Herrlich! Wenn man etwas nicht möchte, kommen „Arbeitsvermeidungsstrategien“ zum Einsatz.
Wer von uns hat es nicht schon mal erlebt – da steht man vor einem Verwaltungsmenschen oder einem Politiker oder einem normalen Menschen… und dieser erklärt dann, warum bestimmte Dinge nicht
machbar sind.
Mein Mann, ein Verwaltungswissenschaftler namens Franz, hat diese Strategien in seinem Buch „Einführung in die Verwaltungswissenschaft“ mal zusammengetragen.
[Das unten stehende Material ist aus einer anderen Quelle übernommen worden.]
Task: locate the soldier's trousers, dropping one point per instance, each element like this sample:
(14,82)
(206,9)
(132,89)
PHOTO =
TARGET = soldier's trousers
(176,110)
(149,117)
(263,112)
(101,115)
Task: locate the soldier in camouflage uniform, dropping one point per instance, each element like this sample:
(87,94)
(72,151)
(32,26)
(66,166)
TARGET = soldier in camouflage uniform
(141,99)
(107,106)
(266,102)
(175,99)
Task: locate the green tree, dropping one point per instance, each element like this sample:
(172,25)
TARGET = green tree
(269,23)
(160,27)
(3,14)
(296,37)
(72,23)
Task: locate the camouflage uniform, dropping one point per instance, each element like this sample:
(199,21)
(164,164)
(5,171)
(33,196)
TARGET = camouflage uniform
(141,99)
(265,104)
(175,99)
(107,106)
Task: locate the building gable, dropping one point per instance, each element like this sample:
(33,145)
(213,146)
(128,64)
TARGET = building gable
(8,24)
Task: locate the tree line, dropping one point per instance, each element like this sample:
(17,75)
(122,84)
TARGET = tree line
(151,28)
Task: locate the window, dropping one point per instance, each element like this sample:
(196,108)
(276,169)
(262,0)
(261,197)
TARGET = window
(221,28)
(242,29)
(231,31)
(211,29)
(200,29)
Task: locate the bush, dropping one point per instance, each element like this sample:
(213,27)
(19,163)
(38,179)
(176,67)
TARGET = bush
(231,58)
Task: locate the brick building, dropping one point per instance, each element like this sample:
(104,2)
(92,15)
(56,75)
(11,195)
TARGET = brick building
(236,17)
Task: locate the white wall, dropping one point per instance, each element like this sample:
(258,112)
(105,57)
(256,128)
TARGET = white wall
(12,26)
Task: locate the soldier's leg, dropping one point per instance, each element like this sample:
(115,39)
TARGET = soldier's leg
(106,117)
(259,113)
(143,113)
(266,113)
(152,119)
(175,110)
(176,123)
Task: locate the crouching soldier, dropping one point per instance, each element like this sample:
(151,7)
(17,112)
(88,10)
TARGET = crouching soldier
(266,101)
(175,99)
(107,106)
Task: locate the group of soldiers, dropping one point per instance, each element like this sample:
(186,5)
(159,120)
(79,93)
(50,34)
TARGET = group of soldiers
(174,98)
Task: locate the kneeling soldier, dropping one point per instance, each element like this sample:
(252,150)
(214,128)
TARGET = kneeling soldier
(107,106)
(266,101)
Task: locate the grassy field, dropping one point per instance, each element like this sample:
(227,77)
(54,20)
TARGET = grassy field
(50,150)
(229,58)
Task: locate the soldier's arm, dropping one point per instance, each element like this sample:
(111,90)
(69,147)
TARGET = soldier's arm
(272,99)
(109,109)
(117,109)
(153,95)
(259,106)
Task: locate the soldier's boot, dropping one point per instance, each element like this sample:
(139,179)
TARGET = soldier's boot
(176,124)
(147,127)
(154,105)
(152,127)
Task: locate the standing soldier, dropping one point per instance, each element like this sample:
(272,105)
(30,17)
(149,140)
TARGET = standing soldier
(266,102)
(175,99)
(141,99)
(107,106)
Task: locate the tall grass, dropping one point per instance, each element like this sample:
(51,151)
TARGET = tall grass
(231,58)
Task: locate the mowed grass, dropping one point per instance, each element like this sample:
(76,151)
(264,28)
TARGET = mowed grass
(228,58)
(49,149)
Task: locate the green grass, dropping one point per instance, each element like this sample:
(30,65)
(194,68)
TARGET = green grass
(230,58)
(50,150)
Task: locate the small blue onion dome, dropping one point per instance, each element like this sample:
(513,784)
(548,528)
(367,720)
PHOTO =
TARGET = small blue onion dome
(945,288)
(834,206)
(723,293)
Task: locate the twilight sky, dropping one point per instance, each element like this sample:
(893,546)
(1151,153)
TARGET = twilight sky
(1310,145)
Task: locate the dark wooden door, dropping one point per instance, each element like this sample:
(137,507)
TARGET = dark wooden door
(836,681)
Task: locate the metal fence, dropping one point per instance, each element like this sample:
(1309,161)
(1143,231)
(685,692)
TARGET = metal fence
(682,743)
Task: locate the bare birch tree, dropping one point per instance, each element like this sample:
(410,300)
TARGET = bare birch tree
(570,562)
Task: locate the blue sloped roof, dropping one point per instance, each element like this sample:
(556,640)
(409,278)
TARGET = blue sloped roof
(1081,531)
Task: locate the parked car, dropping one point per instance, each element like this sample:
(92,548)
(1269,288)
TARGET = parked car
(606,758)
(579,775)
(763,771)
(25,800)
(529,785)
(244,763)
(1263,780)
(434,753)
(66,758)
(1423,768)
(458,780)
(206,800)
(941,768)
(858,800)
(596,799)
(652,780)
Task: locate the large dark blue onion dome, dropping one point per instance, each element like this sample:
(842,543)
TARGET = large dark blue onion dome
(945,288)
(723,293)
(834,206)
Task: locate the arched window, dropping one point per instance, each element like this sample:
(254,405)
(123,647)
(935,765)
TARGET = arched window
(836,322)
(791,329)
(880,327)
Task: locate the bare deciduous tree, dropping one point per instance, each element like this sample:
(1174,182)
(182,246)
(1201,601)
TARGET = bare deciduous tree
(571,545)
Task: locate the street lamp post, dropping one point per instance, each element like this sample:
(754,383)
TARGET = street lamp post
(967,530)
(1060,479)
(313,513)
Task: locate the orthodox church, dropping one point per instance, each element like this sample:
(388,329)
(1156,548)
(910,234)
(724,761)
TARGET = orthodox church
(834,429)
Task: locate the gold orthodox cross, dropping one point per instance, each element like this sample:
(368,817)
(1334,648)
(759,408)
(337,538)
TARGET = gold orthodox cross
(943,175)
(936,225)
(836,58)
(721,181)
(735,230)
Manchmal lesen wir uns die Zeilen
zusammen bei einem Gläschen Wein durch und erfreuen uns an der Übereinstimmung der Worte mit der Wirklichkeit – eine Wirklichkeit, die man immer wieder erlebt.
Ich zitiere der Einfachheit halber aus seinem Buch.
Unter Strategien der Arbeitsvermeidung soll hier die bewusste, planmäßige Vermeidung der aufgrund eines Beamtenverhältnisses bzw. eines Arbeitsvertrages zu leistende Arbeit, insbesondere des
vollen gewissenhaften Einsatzes für das Amt während der gesamten Dienstzeit, verstanden werden.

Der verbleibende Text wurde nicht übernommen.